There are a number of unspoken assumptions in the burgeoning sphere of Christian gaming and most of them are both harmful (to the effort) and inaccurate.
One of them is that the only way games and Christ could be in the same room would be in didactic and preachy games, a kind of specialized edutainment where the only appropriate goals are things like scripture memorization and efficiently stacking Noah’s animals. The harm done by this assumption is the tendency to sharply limit our game-making efforts and then we find ourselves in a kind of self-imposed ghetto where our work enriches no one, entertains no one (because who wants to play a didactic, preachy video game?) and only sells to Little Jimmy’s concerned grandma (pronounced ‘Yimmy’ in case that wasn’t clear.) So the fruit of this assumption is Irrelevance. Now on the bright side of the last 10 years I’ve seen that canard mostly give way to a far more mature and thoughtful approach to gaming that recognizes the scope of the industry and the breadth of intent amount sincere practitioners. So good progress there.
I think the next misconception that needs to be dismantled is that any faith-influenced game must be strictly made for kids, or more specifically that the content must be “safe” for young children. This assumption has essentially the same risks as the ‘teaching’ assumption but sets the emotional hook deeper by appealing to our deep desire to protect our own kids from the worst offenders in tawdry, violent video games.
But the easiest way to show the error of this assumption is to ask the obvious question: Is the Bible family-friendly? With its stories of rape, murder, genocide and war – of course not!
To be fair, gaming is only following in the footsteps of other Christian mediums in this regard, mediums where many believers are specifically looking for a kind of spiritual safe-room away from a rather messy world. And, lest I be misunderstood, I see the genuine value in having those ways to retreat and rest, so I’m not judging anyone for wanting a refuge. That said, if Christian gaming is unwilling to address grown up and adult conversations then we again confine ourselves to a very limited market and self-imposed irrelevance.
This question is particularly in my view right now as my own children start to play games. Of course I watch over what they play! Of course I’m sensitive to maters of content like violence and sex! But that’s not what I’m talking about here.
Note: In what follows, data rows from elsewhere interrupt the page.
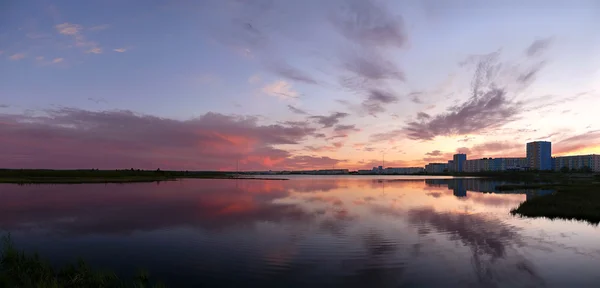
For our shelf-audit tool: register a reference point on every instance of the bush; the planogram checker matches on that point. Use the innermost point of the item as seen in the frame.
(20, 270)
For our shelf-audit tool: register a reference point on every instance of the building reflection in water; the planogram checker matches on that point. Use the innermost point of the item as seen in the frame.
(461, 186)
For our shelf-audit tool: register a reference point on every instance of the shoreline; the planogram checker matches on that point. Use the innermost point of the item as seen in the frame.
(101, 180)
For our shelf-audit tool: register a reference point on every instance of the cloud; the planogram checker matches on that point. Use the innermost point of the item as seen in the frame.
(343, 131)
(99, 27)
(17, 56)
(488, 111)
(423, 116)
(76, 32)
(489, 105)
(254, 79)
(280, 89)
(329, 121)
(387, 136)
(285, 70)
(62, 139)
(577, 143)
(374, 104)
(345, 128)
(97, 100)
(369, 24)
(497, 148)
(297, 110)
(538, 46)
(69, 29)
(95, 50)
(415, 97)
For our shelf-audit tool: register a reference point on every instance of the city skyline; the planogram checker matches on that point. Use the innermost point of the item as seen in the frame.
(275, 85)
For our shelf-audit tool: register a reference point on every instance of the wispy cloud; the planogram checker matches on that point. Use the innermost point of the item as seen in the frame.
(538, 46)
(97, 100)
(95, 50)
(69, 29)
(577, 143)
(254, 79)
(297, 110)
(17, 56)
(76, 32)
(377, 100)
(280, 89)
(329, 121)
(99, 27)
(287, 71)
(492, 103)
(61, 138)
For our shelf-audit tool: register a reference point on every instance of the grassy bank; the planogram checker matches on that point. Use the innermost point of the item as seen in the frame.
(18, 269)
(27, 176)
(578, 200)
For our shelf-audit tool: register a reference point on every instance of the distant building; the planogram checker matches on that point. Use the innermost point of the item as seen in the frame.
(577, 162)
(459, 162)
(403, 170)
(539, 155)
(495, 164)
(435, 168)
(332, 172)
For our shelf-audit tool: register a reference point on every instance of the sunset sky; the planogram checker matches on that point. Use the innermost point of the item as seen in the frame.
(278, 84)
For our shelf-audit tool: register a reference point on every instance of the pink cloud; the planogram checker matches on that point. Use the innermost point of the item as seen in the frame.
(73, 138)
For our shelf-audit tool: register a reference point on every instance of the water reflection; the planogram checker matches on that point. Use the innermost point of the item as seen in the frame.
(353, 232)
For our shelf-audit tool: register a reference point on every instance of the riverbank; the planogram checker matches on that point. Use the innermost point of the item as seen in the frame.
(18, 269)
(577, 200)
(111, 176)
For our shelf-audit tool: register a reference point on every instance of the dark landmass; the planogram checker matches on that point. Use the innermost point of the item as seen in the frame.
(575, 199)
(38, 176)
(18, 269)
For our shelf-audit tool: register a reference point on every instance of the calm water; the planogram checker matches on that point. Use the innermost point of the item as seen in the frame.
(308, 231)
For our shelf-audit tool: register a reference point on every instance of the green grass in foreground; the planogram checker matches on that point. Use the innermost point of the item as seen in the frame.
(18, 269)
(37, 176)
(573, 201)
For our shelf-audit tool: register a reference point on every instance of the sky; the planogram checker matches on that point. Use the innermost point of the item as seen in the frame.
(283, 84)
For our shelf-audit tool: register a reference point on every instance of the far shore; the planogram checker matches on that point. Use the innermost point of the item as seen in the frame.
(93, 176)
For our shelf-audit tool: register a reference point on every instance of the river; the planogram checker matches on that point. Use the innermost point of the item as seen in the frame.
(309, 231)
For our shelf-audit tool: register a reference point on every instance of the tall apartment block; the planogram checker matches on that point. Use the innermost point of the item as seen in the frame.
(459, 161)
(539, 155)
(578, 162)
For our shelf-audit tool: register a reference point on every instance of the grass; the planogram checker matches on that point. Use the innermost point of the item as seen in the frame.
(81, 176)
(18, 269)
(575, 200)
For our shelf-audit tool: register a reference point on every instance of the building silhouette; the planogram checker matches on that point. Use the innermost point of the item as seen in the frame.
(539, 155)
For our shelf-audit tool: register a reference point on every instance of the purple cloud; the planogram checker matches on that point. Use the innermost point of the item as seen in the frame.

Christian game makers have mistaken the need and the market for safe content for a limiting boundary.
We’ve seen a hole in the market but climbed in made it into a cage.
For my part, I long to see more and more faith-influenced gamed that can speak to difficult, complex, and nuanced issues with honesty and depth of faith. If we hope to see gaming grow in its cultural influence and blossom as an art form I’m hoping the Christian community can contribute more than just VBS material.